Hi everyone, in the little time I've played around with the data and made submissions I've noticed that the scoring function in the starter notebook gives better results in the LB when the total distance score ranges between 80 to 100 and a little over 100(at least for me). There are times I've scored a total distance of less than 20 using the function but the LB score wasn't pleasing compared with when the score function gave a higher total distance score, which I think should be the opposite(lower score using the function to give better LB score). So I think regardless of the scored total distance you get, you should make a submission since a lower scored distance does not guarantee a higher score on the LB and vice versa.

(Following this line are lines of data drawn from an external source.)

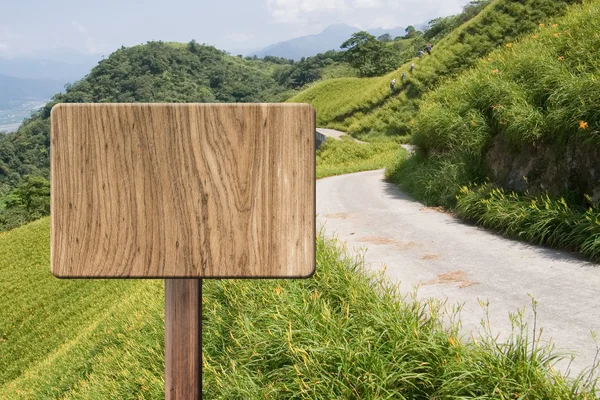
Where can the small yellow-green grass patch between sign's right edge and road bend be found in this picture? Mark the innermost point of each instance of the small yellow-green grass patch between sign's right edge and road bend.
(336, 157)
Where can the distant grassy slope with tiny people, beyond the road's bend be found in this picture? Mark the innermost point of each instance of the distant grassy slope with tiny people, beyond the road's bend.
(365, 105)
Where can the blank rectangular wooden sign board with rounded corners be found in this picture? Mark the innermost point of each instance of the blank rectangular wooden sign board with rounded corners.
(182, 190)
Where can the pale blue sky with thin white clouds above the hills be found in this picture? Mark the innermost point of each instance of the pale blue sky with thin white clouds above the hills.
(39, 27)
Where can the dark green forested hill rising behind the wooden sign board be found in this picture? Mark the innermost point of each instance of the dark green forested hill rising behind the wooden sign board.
(153, 72)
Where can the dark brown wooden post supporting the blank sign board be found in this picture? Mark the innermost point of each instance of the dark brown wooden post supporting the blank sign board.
(183, 339)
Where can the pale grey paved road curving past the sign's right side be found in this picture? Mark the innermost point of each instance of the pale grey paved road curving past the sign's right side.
(461, 263)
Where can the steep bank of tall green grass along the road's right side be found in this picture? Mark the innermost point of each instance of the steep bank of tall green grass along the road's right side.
(526, 118)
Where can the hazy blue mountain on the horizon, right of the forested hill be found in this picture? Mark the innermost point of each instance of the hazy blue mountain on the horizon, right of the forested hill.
(329, 39)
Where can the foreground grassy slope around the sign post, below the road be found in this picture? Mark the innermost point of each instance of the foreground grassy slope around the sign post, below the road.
(341, 334)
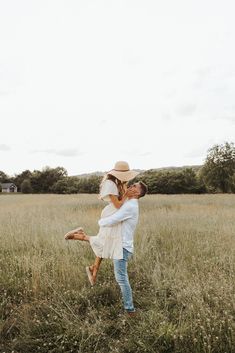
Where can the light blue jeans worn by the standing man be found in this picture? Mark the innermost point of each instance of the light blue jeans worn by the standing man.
(121, 276)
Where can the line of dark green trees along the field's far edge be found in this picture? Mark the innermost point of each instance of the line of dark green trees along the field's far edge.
(217, 174)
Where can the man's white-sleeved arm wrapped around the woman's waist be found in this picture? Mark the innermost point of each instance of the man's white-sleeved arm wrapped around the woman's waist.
(125, 212)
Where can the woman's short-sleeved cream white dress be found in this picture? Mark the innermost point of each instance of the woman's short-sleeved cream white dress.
(108, 242)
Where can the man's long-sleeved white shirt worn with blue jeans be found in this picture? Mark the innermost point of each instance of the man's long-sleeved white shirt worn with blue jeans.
(128, 214)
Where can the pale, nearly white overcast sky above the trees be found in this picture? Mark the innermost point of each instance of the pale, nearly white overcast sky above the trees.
(85, 83)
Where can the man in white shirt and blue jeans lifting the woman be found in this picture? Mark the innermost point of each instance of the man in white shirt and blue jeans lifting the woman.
(128, 214)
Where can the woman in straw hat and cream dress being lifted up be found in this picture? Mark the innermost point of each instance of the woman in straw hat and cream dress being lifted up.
(108, 242)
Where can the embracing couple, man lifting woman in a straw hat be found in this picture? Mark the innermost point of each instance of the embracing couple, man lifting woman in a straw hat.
(117, 225)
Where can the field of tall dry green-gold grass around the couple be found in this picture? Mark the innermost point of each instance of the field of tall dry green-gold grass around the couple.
(182, 275)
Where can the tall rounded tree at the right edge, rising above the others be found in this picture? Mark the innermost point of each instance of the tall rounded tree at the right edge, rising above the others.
(219, 168)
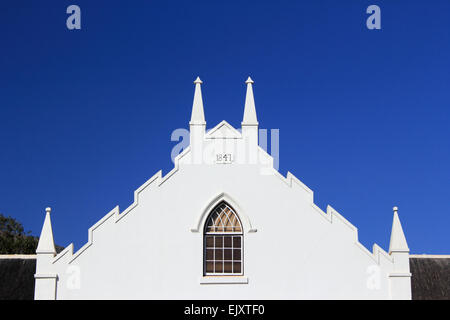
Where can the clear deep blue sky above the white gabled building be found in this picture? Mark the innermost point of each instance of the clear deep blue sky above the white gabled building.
(86, 115)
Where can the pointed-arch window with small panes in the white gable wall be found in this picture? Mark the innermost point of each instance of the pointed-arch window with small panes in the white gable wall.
(223, 242)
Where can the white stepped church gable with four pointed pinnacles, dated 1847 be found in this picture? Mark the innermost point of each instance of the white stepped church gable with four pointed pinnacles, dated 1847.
(223, 224)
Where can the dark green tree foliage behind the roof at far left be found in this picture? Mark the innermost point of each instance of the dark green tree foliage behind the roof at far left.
(13, 238)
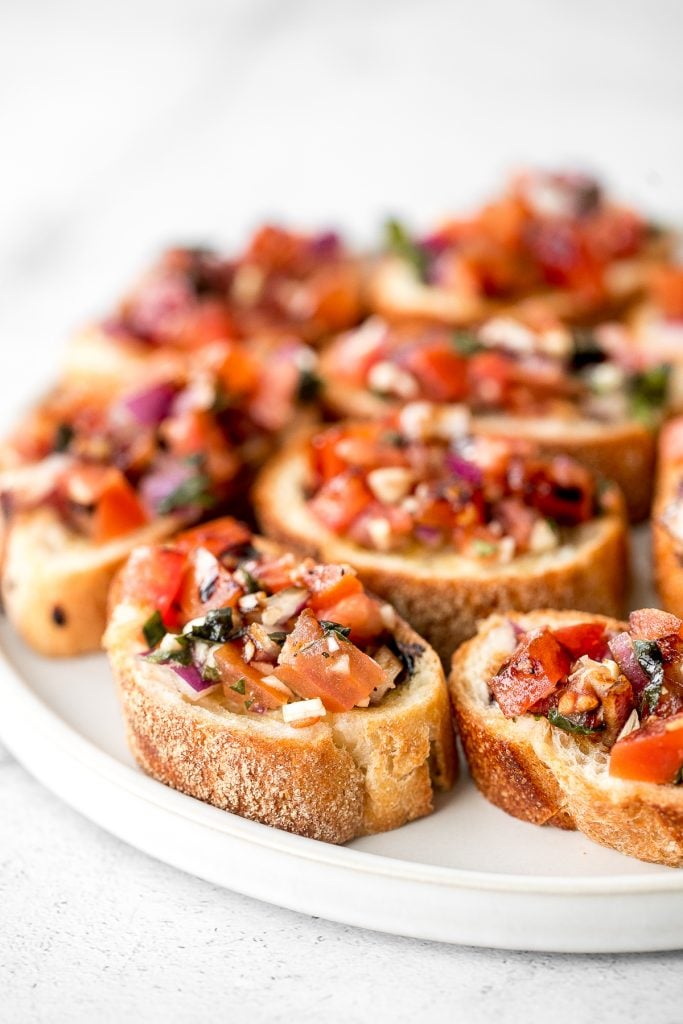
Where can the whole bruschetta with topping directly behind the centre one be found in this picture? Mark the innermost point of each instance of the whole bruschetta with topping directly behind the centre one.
(558, 389)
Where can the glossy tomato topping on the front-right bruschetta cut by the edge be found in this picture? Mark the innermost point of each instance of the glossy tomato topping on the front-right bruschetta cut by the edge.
(624, 691)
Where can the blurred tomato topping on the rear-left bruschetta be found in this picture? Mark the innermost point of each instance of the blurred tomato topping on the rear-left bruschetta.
(283, 282)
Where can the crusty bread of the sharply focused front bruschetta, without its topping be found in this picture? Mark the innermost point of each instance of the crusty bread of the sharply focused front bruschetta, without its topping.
(353, 774)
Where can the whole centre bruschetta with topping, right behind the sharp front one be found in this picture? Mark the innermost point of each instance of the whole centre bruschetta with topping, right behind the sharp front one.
(447, 526)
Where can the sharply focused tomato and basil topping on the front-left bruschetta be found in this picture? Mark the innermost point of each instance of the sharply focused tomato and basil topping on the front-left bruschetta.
(261, 630)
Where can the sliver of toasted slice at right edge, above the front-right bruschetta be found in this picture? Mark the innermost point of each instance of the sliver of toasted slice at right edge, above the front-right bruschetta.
(668, 519)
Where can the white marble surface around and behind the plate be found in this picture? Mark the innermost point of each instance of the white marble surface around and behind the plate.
(124, 126)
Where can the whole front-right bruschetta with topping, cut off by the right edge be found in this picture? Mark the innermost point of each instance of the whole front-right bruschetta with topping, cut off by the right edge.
(577, 721)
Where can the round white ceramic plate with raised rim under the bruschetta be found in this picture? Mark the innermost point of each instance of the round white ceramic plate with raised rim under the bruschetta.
(468, 874)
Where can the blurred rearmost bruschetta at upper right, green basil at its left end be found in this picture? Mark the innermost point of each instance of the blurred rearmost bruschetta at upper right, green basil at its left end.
(550, 236)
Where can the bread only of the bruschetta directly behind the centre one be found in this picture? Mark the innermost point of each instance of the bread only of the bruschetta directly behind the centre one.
(622, 452)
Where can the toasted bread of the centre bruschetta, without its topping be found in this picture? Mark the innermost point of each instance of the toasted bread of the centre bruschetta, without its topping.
(445, 595)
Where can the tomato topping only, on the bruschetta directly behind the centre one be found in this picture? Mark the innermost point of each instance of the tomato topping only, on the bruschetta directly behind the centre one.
(531, 367)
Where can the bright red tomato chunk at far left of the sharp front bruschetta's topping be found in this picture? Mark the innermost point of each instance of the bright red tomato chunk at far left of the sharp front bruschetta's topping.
(152, 577)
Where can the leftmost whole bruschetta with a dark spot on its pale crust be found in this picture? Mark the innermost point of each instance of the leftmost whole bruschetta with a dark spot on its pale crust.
(91, 475)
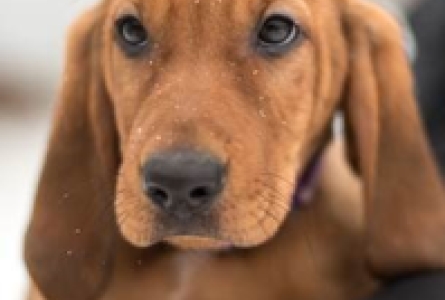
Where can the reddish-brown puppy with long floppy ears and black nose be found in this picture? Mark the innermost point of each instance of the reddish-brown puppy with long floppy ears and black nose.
(188, 124)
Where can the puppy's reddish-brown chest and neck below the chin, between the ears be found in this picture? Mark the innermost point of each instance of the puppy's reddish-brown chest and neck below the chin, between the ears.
(311, 258)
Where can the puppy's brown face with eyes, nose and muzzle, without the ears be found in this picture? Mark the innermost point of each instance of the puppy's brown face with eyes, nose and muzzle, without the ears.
(218, 105)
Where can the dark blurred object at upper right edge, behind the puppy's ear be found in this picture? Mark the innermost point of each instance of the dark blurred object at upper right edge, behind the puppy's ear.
(428, 22)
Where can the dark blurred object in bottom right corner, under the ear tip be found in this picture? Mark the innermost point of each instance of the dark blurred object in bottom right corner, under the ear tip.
(417, 287)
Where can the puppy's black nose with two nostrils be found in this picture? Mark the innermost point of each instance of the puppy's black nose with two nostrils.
(183, 182)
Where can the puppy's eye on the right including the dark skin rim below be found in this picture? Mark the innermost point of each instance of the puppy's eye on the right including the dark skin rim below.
(278, 32)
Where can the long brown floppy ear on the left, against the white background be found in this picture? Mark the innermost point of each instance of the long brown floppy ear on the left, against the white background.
(69, 242)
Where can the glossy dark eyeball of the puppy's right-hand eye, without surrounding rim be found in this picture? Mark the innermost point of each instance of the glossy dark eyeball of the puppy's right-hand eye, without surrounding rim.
(277, 30)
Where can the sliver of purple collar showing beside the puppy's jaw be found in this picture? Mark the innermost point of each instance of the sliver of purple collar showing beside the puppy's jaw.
(305, 189)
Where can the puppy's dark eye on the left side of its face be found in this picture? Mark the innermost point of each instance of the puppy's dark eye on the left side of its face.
(131, 35)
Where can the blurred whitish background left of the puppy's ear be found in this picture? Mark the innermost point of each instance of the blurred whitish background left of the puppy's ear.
(32, 39)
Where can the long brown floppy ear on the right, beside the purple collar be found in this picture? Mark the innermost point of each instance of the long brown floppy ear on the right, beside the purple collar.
(405, 203)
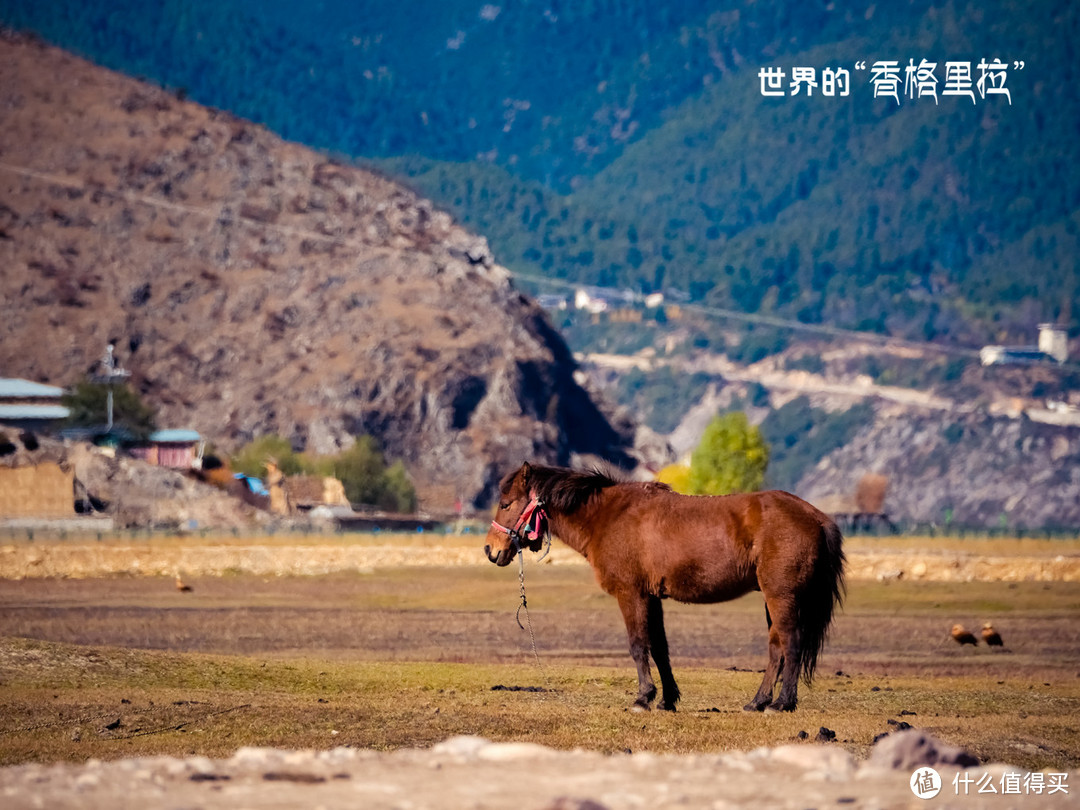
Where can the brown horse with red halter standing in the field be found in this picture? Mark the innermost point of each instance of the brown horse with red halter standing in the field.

(If you have similar or different views feel free to comment.)
I have also experienced this. I've scored 32 using the scoring function but got a much worse results on the leaderboard.
Are you using clustering ??
The main difference is the period scored (and the number of crashes, which affects total distance). So testing locally the local scoring is nice for comparison with other local models, but you're right it won't necessarily match the leaderboard.
It would seem to me that you are exploiting patterns in the local data to get a good score, that are not there for the entire population, i.e. overfitting. Have you divided the local data into a train/validate/test data set? You only ever look at the train data set, and use the test data set only to confirm/contradict that the model you chose based on the train data set, actually was a good model for unseen data from the population.